Investors wanting to see if the worst is over for the dramatic sell-off in stocks should look to U.S. Treasuries for clues, as an ebbing in the considerable demand for the safe-haven bonds needs to be seen first to show that risk appetite is improving.
The Treasury market has been flashing warning signs about global growth since the beginning of the year, even as stocks charged to record highs.
“The Treasury move has been bigger and it actually started much earlier,” said Gennadiy Goldberg, an interest rate strategist at TD Securities in New York.

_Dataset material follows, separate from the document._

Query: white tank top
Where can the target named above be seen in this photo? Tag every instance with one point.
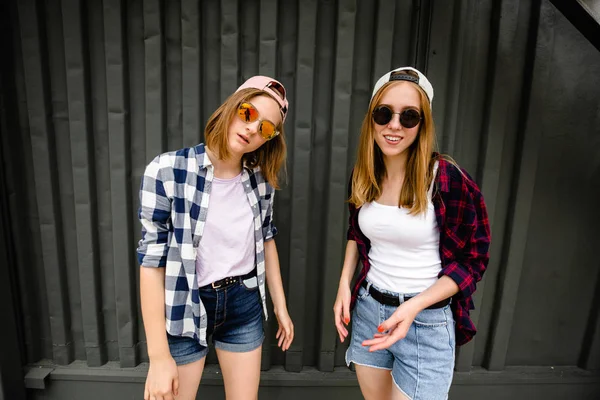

The increasing spread of coronavirus that whacked stocks last week has also ignited a technical move in bonds that could feed upon itself and send yields dramatically lower still, further adding to demand for safe havens and hurting demand for stocks.
As yields fall investors increase their hedges on mortgages, a process known as convexity hedging.
“These convexity flow continue to hammer rates lower and only now are risk assets actually catching up, which is again threatening to create yet another leg lower in rates,” Goldberg said. This “could feed on itself and move everything even lower still … that’s the difficult part to predict.”
Benchmark 10-year Treasury yields plunged to a record low of 0.9% on Tuesday, which was the first time it had ever fallen below 1%. They have fallen from 1.58% a week and a half ago and are down from 1.95% at the beginning of the year.
The notes had a total return of 7.46% for the year as of Friday, according to Bank of America Merrill Lynch, a huge move for a low risk asset.
Longer-dated bonds have returned even more. Thirty-year yields dropped to a record low of 1.58% on Monday and are down from 2.42% at the beginning of the year. That is a total return of 17% for the year as of Friday, according to Bank of America Merrill Lynch data.
Treasuries are viewed as one of the world’s safest investments and gain as investors flock to safety during times of uncertainty. A continued strong demand for these assets reflects that risk appetite remains low, which is negative for stocks.
Bank of America strategists Michael Hartnett and Tommy Ricketts said in a report sent on Friday to watch for a decline in Treasuries and gold “to signal panic (is) over.”
How investors react to any potential cut in interest rates will also be key for risk sentiment as the coronavirus throws into doubt that lower rates will be enough to offset a global economic slowdown.
Since the beginning of the year, “Treasuries were very skeptical that the global economy was on a sustained upward growth tract,” said Mary Ann Hurley, vice president in fixed income trading at D.A. Davidson in Seattle. For stocks, “I think it was the expectation that the Fed was going to have their back forever.”
The Federal Reserve issued an emergency interest rate cut of 50 basis points to a range of 1%-1.25%.
But the problems of spreading industrial shutdowns as countries seek to stem the spread of the virus may not be solved by lower rates.